Running the load test

Now you are ready to run the load test. You might try opening two tabs in a browser. In one tab generate a steady state load with request of say, 1 second apart, to give a baseline. Then hit the app with a sudden spike to see how it responds.

You can send a request from the command line with cURL

EXTERNAL_IP=[from kubectl get ingress command]
REQUEST_ID=1234567889 # A random number
# See W3C Trace Context for format
TRACE=00-0af7651916cd43dd8448eb211c80319c-b7ad6b7169203331-01
MILLIS=`date +%s%N | cut -b1-13`
curl "http://$EXTERNAL_IP/data/$REQUEST_ID" \
  -H "traceparent: $TRACE" \
  -H 'Content-Type: application/json' \
  --data-binary "{\"data\":{\"name\":\"Smoke test\",\"reqId\":$REQUEST_ID,\"tSent\":$MILLIS}}"

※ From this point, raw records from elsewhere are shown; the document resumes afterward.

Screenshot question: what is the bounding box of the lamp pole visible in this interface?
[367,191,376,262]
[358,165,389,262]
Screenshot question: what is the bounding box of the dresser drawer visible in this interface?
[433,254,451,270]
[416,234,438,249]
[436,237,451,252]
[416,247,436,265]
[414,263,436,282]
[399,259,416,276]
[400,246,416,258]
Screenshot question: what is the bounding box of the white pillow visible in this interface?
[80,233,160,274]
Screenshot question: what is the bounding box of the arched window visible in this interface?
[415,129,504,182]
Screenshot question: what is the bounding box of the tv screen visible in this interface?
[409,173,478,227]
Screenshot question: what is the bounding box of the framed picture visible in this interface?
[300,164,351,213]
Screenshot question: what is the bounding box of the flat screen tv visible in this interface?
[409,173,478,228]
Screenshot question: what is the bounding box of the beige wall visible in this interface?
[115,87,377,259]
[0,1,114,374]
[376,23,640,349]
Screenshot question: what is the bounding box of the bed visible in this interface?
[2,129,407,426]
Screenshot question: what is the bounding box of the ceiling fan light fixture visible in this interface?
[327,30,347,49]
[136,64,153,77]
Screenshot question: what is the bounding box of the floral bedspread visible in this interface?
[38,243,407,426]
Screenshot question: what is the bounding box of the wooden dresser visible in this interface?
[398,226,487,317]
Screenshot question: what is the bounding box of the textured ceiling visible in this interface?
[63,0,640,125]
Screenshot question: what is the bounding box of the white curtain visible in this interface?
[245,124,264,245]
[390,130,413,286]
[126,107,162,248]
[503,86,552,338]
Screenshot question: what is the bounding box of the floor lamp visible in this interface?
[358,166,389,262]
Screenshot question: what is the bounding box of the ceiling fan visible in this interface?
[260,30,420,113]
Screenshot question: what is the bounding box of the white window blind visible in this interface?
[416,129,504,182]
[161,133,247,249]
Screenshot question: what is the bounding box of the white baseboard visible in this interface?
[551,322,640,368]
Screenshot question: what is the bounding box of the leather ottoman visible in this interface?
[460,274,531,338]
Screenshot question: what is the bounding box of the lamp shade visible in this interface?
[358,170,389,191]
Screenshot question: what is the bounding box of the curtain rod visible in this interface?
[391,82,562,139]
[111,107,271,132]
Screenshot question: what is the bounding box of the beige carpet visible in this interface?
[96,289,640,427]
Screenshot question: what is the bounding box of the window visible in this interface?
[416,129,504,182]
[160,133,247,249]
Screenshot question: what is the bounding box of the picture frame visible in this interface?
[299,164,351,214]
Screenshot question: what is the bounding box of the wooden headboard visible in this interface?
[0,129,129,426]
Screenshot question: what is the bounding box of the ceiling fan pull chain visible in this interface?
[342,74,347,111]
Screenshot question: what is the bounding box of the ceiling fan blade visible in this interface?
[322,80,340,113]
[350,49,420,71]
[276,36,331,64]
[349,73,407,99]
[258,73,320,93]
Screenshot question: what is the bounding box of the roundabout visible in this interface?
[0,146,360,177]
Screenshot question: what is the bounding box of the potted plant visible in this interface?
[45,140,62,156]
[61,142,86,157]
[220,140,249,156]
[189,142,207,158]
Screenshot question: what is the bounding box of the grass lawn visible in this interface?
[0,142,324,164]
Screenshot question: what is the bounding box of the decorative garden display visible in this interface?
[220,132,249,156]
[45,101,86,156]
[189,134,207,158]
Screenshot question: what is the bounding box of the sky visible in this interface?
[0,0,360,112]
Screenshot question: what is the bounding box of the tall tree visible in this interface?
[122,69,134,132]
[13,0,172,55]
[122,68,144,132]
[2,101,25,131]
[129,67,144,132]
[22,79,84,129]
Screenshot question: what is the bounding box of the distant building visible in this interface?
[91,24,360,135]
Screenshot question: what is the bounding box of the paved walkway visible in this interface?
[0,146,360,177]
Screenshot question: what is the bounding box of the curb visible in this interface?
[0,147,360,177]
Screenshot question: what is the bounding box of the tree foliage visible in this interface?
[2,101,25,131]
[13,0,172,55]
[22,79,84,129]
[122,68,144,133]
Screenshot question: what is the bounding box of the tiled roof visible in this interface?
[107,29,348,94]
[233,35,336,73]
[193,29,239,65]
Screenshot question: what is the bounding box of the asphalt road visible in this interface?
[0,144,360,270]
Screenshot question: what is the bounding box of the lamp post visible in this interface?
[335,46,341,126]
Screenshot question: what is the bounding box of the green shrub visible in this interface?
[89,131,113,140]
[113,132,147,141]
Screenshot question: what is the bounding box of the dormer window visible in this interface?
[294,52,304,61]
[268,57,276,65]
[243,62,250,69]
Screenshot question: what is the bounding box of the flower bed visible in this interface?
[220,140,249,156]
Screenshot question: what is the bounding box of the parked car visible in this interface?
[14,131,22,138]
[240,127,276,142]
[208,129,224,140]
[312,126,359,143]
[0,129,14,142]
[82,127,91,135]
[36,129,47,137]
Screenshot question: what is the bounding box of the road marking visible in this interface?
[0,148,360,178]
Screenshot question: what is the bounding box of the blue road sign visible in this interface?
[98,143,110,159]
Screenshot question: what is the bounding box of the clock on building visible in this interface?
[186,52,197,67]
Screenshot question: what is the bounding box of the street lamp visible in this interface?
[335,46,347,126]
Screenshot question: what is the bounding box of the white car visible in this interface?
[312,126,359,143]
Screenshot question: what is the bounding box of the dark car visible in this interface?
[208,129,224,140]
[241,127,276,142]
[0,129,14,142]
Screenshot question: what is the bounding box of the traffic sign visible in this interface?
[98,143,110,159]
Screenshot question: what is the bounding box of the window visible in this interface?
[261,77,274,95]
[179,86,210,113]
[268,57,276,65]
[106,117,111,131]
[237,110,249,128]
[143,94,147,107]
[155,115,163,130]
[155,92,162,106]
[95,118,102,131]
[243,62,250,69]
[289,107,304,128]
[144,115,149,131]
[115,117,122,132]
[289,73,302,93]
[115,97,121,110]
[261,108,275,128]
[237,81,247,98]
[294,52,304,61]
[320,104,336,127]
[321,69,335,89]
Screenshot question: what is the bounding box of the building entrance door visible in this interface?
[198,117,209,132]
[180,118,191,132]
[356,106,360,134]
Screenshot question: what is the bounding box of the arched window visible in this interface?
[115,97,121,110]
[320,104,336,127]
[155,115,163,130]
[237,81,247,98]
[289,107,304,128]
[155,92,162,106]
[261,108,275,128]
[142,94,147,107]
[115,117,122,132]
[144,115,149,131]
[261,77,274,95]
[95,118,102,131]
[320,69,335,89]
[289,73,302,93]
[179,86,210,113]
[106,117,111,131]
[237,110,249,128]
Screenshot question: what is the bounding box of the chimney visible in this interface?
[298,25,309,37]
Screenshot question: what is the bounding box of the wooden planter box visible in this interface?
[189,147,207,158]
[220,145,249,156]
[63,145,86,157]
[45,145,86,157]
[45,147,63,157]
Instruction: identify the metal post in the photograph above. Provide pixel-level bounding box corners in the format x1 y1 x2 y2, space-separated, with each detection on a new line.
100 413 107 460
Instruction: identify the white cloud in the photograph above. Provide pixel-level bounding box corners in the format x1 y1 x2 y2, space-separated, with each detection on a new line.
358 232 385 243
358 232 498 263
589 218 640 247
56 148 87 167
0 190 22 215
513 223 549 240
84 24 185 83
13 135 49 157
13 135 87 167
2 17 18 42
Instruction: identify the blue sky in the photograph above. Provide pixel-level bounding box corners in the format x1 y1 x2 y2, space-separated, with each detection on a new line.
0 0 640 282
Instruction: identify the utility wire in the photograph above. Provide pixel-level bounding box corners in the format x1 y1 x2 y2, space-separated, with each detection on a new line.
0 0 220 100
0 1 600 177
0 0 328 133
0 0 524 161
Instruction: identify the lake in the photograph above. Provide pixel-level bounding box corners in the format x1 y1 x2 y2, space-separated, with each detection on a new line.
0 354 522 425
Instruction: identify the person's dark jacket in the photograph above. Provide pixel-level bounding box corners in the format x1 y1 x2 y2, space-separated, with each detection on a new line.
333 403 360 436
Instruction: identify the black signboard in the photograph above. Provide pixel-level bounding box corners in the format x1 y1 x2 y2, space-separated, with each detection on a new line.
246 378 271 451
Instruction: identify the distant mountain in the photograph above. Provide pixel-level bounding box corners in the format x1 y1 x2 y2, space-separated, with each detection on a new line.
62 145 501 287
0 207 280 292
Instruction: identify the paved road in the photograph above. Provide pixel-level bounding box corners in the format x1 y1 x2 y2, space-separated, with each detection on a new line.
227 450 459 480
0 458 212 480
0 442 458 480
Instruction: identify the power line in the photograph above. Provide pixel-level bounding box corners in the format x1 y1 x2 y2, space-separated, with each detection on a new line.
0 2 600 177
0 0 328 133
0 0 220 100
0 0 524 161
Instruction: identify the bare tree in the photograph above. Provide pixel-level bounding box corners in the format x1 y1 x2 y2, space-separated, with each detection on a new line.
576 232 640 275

Check that you see the log for the request in the Log Viewer. After the log is replicated to BigQuery, you should be able to query it with a query like below. Note that the table name will be something like requests_20200129. A shell variable is used to set the date below.

DATE=$(date -u +'%Y%m%d')
bq query --use_legacy_sql=false \
"SELECT
  httpRequest.status,
  httpRequest.requestUrl,
  timestamp
FROM web_instr_load_balancer.requests_${DATE}
ORDER BY timestamp DESC
LIMIT 10"

There are more queries in the Colab sheet load_test_analysis.ipynb.

Troubleshooting

Try the following, depending on where you encounter problems.

Check project id

Check that you have set your project id in files k8s/oc-service.yaml, conf\ocagent-config.yaml, and deployment.yaml.

Tracing issues

You can use zPages to see the trace data sent to the OC agent. Find the name of the POD running the agent:

kubectl get pods

Start port forwarding

kubectl port-forward $POD 55679:55679

Browse to the URL http://localhost:55679/debug/tracez

Browser JavaScript

For trouble bundling the web client, see Webpack Getting Started.